La ville tente de devenir verticale sur des pentes où
l’habitat est pourtant quasiment impossible à stabiliser, elle essaie de
grimper avant de laisser définitivement la place au rocher et aux forêts ;
cette dernière poussée de la ville ce sont les quartiers « chics » de
Grenoble, car ici la hauteur géographique est signe de noblesse. Grenoble s’accroche aux montagnes, monte, se
hisse noblement, à Corenc, St-Martin-le-Vinoux, et puis s’arrête ;
commence la Chartreuse qui marque aussi la limite définitive de la ville.

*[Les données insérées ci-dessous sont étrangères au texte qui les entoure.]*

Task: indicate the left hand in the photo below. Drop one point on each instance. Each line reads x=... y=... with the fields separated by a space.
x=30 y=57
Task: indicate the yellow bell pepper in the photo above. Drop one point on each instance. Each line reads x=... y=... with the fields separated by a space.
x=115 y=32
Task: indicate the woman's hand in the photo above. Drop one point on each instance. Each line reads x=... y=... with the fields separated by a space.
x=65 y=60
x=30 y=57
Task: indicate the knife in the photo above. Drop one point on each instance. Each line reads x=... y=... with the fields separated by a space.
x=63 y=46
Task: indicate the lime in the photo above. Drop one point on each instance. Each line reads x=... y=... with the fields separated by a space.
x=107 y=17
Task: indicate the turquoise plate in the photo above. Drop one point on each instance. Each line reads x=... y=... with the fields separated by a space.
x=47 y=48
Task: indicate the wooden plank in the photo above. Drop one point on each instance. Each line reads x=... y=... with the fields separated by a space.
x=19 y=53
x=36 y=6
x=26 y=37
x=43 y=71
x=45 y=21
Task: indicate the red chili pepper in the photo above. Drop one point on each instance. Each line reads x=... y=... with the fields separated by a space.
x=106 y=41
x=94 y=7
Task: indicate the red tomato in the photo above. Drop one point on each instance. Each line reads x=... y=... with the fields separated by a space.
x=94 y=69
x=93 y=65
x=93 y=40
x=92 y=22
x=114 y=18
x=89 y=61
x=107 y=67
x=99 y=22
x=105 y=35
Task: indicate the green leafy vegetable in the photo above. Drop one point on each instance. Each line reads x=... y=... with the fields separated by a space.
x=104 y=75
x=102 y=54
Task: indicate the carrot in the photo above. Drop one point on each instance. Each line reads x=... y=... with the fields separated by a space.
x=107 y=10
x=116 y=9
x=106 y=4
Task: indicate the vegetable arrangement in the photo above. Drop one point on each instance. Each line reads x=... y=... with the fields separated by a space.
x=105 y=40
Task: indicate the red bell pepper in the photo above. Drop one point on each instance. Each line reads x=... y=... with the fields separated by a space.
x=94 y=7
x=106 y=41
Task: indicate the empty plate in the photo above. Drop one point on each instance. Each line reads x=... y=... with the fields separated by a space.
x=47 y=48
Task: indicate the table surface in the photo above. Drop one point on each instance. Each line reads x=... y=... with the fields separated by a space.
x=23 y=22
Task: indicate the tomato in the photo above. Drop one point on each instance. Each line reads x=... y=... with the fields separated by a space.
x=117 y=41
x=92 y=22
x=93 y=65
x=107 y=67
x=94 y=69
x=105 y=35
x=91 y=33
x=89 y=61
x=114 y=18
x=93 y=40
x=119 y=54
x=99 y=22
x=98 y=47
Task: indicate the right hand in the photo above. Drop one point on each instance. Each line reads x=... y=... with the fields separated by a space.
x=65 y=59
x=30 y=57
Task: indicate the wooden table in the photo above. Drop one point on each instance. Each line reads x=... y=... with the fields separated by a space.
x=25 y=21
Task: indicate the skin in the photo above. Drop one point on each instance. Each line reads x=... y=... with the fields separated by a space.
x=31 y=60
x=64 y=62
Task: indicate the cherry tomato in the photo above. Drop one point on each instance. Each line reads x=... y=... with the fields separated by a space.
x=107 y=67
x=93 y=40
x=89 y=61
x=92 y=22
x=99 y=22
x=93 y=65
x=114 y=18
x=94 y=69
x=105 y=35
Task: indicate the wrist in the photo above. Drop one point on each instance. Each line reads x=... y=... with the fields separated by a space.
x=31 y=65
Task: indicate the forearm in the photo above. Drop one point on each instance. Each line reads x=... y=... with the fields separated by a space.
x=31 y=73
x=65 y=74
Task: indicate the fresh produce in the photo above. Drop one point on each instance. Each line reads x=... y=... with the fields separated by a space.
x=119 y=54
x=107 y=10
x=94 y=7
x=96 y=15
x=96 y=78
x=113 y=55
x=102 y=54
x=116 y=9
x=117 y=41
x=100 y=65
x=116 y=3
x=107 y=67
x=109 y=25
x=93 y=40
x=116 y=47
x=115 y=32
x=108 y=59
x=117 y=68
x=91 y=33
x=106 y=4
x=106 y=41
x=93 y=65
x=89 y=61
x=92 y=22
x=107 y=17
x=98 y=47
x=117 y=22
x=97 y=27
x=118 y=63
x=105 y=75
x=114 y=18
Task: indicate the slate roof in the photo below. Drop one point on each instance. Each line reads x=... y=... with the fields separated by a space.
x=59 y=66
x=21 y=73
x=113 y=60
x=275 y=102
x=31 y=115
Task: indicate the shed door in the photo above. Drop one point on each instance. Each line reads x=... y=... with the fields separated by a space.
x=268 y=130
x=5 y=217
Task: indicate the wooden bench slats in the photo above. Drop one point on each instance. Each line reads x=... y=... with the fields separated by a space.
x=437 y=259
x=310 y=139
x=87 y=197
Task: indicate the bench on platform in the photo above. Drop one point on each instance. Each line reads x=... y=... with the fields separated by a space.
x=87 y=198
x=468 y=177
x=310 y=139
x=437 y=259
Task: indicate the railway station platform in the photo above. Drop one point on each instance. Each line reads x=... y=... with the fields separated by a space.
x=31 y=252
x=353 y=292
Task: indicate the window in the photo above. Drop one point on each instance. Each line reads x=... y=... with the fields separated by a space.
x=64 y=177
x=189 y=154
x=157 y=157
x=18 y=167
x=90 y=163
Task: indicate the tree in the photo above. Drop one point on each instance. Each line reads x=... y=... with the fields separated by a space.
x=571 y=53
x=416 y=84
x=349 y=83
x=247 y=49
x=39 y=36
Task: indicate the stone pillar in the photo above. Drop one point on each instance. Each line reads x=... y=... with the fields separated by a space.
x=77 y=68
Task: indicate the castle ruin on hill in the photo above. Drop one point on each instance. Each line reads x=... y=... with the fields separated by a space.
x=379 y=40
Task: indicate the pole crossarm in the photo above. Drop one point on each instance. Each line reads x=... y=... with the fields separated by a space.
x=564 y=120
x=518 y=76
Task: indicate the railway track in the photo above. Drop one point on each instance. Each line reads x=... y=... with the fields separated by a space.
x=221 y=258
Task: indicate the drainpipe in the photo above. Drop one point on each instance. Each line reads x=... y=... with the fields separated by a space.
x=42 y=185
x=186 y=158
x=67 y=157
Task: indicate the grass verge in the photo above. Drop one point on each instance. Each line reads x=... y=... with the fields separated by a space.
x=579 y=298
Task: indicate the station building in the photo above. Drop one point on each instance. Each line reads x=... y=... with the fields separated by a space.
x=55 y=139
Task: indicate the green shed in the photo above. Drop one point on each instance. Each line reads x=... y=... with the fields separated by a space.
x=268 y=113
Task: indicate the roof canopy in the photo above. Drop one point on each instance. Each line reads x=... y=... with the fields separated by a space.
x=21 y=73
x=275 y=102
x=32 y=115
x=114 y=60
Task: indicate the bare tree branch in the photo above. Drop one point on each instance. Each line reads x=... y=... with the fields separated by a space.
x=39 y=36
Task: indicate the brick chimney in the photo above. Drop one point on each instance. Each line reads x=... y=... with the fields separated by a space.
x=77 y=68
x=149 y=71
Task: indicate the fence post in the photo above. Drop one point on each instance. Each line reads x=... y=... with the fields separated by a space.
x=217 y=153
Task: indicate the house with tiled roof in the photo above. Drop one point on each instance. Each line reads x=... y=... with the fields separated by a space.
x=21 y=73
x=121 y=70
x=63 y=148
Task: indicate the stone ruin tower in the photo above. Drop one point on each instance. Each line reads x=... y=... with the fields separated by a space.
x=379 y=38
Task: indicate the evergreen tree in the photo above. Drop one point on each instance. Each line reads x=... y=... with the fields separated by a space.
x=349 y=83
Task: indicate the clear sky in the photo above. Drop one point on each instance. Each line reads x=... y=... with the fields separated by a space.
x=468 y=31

Grenoble tient à ce son rocher sacré qui
en son intérieur cache un trésor : le silence.
Le rocher s’ouvre
Depuis Grenoble il y a deux manières d’entrer en Chartreuse,
par la route. On peut prendre la route de Corenc le long du mont Rachais,
jusqu’au Sappey-en-Chartreuse : on glisse alors dans la Chartreuse. On
peut aussi y parvenir depuis le flanc occidental et Voreppe. C’est la route que
j’ai prise en novembre dernier, quand le froid et la neige ont commencé, sans prévenir.
De ce côté les deux
principales vallées du massif, orientées nord-sud, descendent vers la ville. On a une vision saisissante de cette montagne qui
s’ouvre, depuis le centre même de Grenoble : on peut en effet apercevoir
par un jour de soleil, depuis la place Victor Hugo par exemple, quand on
regarde en direction du Nord et de la de Bastille, les dernières maisons aux
toits rouges, marrons foncés, beiges, de saint Martin-le-Vinoux, calmement
monter dans des prairies en pente qui donnent le vertige. Le haut envahit le
bas.
Monter en Chartreuse, c’est comme gravir les différents
degrés d’une très régulière échelle du silence. Ces étapes sont d’ailleurs
soulignées par des modifications dans le monde végétal : ce sont d’abord
des prairies à l’herbe grasse où paissent les vaches, des vergers de pommiers,
et des forêts de chênes, puis après un resserrement entre le rocher de Chalves
et la Néron, on pénètre dans un paysage de moyenne montagne, plus pauvre,
toujours dans la longue vallée occidentale du massif : deuxième étage, les
bruits de Grenoble et ses nuages de fumée ne sont déjà qu’un souvenir. A
Saint-Laurent-du-Pont, on est entouré de montagnes couvertes d’épicéas
qui dominent un territoire de bocage. On peut alors se préparer à monter au
troisième étage. C'est-à-dire à monter dans le désert.
Le désert
Le mot désert désigne
plus la qualité spirituelle d’un paysage, vide, silencieux cosmique, que sa
nature physique ; il y a, du Nord ou Sud, des déserts de roches, de sable,
de forêts, d’eau, de glace. Ici il s’agit d’un désert de calcaire et de
résineux, d’un désert de neige car les
premiers flocons sont arrivés, d’un désert d’une très grande richesse, car la
Chartreuse concentre la majeure partie des espèces de plantes alpines mais
aussi d’autres plantes très rares comme la vulnéraire millepertuis, et une
quarantaine d’orchidées qui seront malheureusement invisibles en ce mois de
novembre.
Ce n’est sans doute
pas un hasard que Bruno de Cologne, cet homme du Nord poussé par un impératif
de contemplation,
« fondateur » de l’ordre des Chartreux, ait été arrêté par ce
silence, et ait élu ce paysage comme lieu de halte pour lui et ses six
compagnons, symbolisés par six étoiles sur le sceau des Chartreux. Le monastère
de la grande Chartreuse, la maison mère de l’ordre, perdue dans le fond d’une
vallée très boisée semble prise dans une impasse. Hors du monde. Mais c’est en
fait là que silence se concentre et se cristallise pour ensuite refluer,
amplifié dans tout l’espace d’un massif complexe, dans ses différente étages,
compartiments, sommets, enchevêtrement d’escaliers, gorges, forêts et falaises.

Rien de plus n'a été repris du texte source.